Using the right tools can streamline cash flow management and help you keep accurate financial records.
Cash Flow Management Software

  • Standalone Tools: Software like Float or Pulse can provide specialised cash flow forecasting, budgeting, and real-time analysis. These tools help visualise future cash positions and highlight potential cash flow gaps.
  • Integrated with Accounting Software: Many accounting systems, such as Xero, MYOB, or QuickBooks, include cash flow tracking features. These systems allow you to manage invoicing, bill payments, and cash flow projections all in one place, reducing the risk of error and improving efficiency.

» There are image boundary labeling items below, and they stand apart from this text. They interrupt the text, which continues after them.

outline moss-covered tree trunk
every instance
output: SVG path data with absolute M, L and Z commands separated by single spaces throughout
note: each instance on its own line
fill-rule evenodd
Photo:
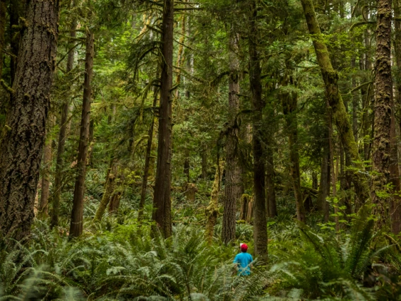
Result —
M 47 119 L 47 136 L 51 136 L 49 133 L 54 125 L 54 116 L 51 114 Z M 46 141 L 43 150 L 43 163 L 42 169 L 42 191 L 40 201 L 39 203 L 39 216 L 41 218 L 47 218 L 49 214 L 49 196 L 50 194 L 50 172 L 52 169 L 52 141 L 48 138 Z
M 30 233 L 50 91 L 56 68 L 58 0 L 31 0 L 12 86 L 8 130 L 0 144 L 0 236 Z
M 86 175 L 86 158 L 89 142 L 89 124 L 90 120 L 90 102 L 92 99 L 92 78 L 93 77 L 93 57 L 95 37 L 93 33 L 86 32 L 86 54 L 85 58 L 85 79 L 83 82 L 83 102 L 79 135 L 76 179 L 74 188 L 70 237 L 80 236 L 83 231 L 83 194 Z
M 219 193 L 220 191 L 220 184 L 223 176 L 223 162 L 220 162 L 219 165 L 216 167 L 216 174 L 215 175 L 215 181 L 212 187 L 212 193 L 210 194 L 210 201 L 209 206 L 206 207 L 205 214 L 206 216 L 206 228 L 205 231 L 205 237 L 208 243 L 212 243 L 213 239 L 213 233 L 215 226 L 217 221 L 217 215 L 219 213 Z
M 228 88 L 228 122 L 227 131 L 225 186 L 222 240 L 225 244 L 235 240 L 237 203 L 241 198 L 241 167 L 238 151 L 239 126 L 237 114 L 239 111 L 239 36 L 231 25 L 229 40 L 229 75 Z
M 6 13 L 7 6 L 6 0 L 0 0 L 0 80 L 3 74 L 3 50 L 6 47 Z
M 157 167 L 153 198 L 152 219 L 164 237 L 172 235 L 171 158 L 173 81 L 174 0 L 164 0 L 162 25 L 162 75 Z
M 330 148 L 328 145 L 328 129 L 326 129 L 326 134 L 325 139 L 323 152 L 322 152 L 322 163 L 321 166 L 321 179 L 319 182 L 319 189 L 318 191 L 318 198 L 316 201 L 316 205 L 318 210 L 321 211 L 325 216 L 325 220 L 326 220 L 326 216 L 328 218 L 328 208 L 326 198 L 328 195 L 329 191 L 329 157 L 330 157 Z M 327 211 L 327 212 L 326 212 Z
M 277 216 L 275 185 L 275 165 L 273 149 L 266 152 L 267 214 L 269 218 Z
M 268 229 L 266 224 L 266 204 L 265 201 L 265 158 L 262 133 L 263 110 L 265 102 L 262 99 L 261 82 L 261 57 L 259 54 L 259 30 L 258 25 L 258 6 L 256 0 L 249 5 L 249 85 L 251 86 L 252 108 L 252 150 L 253 155 L 253 241 L 255 254 L 262 260 L 268 253 Z
M 157 95 L 159 89 L 155 87 L 153 90 L 153 107 L 157 105 Z M 150 167 L 152 156 L 152 144 L 153 143 L 153 129 L 155 128 L 155 118 L 152 118 L 149 129 L 148 130 L 148 143 L 146 145 L 146 153 L 145 155 L 145 166 L 143 167 L 143 175 L 142 176 L 142 187 L 140 189 L 140 199 L 139 201 L 139 208 L 138 211 L 138 220 L 141 220 L 143 218 L 143 208 L 146 199 L 146 190 L 148 189 L 148 178 L 149 177 L 149 170 Z
M 381 228 L 388 218 L 387 185 L 390 182 L 390 128 L 393 102 L 391 77 L 392 0 L 377 1 L 376 91 L 372 201 Z
M 338 89 L 338 74 L 333 68 L 329 52 L 316 18 L 313 1 L 301 0 L 301 2 L 325 83 L 326 98 L 333 112 L 333 121 L 345 151 L 349 154 L 354 167 L 358 170 L 352 175 L 357 196 L 360 202 L 365 202 L 369 198 L 368 186 L 364 174 L 359 172 L 360 170 L 363 169 L 363 166 L 352 132 L 352 126 Z
M 297 217 L 298 220 L 305 223 L 305 208 L 304 207 L 304 196 L 301 191 L 301 172 L 299 171 L 299 153 L 298 151 L 298 122 L 297 102 L 298 94 L 295 90 L 288 90 L 287 80 L 282 85 L 280 98 L 282 103 L 282 110 L 287 123 L 288 144 L 289 147 L 289 173 L 292 181 L 295 204 L 297 206 Z
M 102 220 L 107 205 L 110 201 L 111 198 L 113 196 L 113 191 L 114 191 L 114 182 L 117 176 L 117 163 L 115 160 L 112 160 L 110 163 L 110 167 L 107 170 L 107 176 L 106 179 L 106 184 L 104 185 L 104 192 L 102 196 L 102 200 L 96 211 L 96 214 L 93 218 L 94 222 L 97 222 Z
M 18 52 L 20 49 L 20 42 L 21 38 L 21 30 L 20 30 L 20 18 L 25 17 L 25 0 L 11 0 L 9 5 L 10 13 L 10 49 L 11 57 L 10 57 L 10 75 L 11 78 L 11 85 L 15 80 L 17 72 L 18 59 Z M 28 11 L 27 11 L 28 15 Z M 26 17 L 25 20 L 28 20 Z
M 71 6 L 73 4 L 71 3 Z M 76 35 L 76 20 L 74 19 L 70 27 L 69 36 L 73 40 Z M 73 47 L 72 43 L 68 44 L 68 51 Z M 66 71 L 67 75 L 70 75 L 70 72 L 73 69 L 74 64 L 75 51 L 72 50 L 68 52 L 67 56 L 67 66 Z M 71 77 L 70 77 L 71 78 Z M 68 95 L 69 96 L 69 95 Z M 64 170 L 64 148 L 66 145 L 66 138 L 67 137 L 67 125 L 68 117 L 70 107 L 70 98 L 68 97 L 64 100 L 61 105 L 61 116 L 59 119 L 59 126 L 60 131 L 59 132 L 59 141 L 57 144 L 57 155 L 56 157 L 56 172 L 54 175 L 54 189 L 52 199 L 52 210 L 51 213 L 51 225 L 52 227 L 59 225 L 59 214 L 60 211 L 60 199 L 61 196 L 63 170 Z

Practice Management Software:

  • Billing and Payment Tracking: Systems like Cliniko or Nookal can integrate with accounting software to streamline invoicing and payment collection. Automated billing ensures that payments are processed promptly, reducing receivables and improving cash flow.

Banking Tools:

  • Online Banking Alerts: Many banks offer real-time notifications when payments are made or your account balance drops below a certain threshold. These alerts can help you stay on top of your cash flow and avoid overdrafts.
  • Line of Credit: Setting up a business line of credit with your bank provides quick access to funds during cash flow crunches, offering a buffer when expenses exceed immediate cash reserves.

Why It Matters

Using the right tools helps automate and simplify cash flow management, reducing the administrative burden on you and your team. These tools provide real-time insights into your practice’s financial position, enabling more informed decision-making.

Conclusion

Managing cash flow effectively is critical to the success and sustainability of your allied health practice. By forecasting both short-term and long-term cash flow, implementing strategies to manage receivables and payables, and utilising cash flow management tools, you can ensure your practice remains financially healthy. Proactive cash flow management not only helps you meet your day-to-day obligations but also allows you to invest in the growth of your practice with confidence.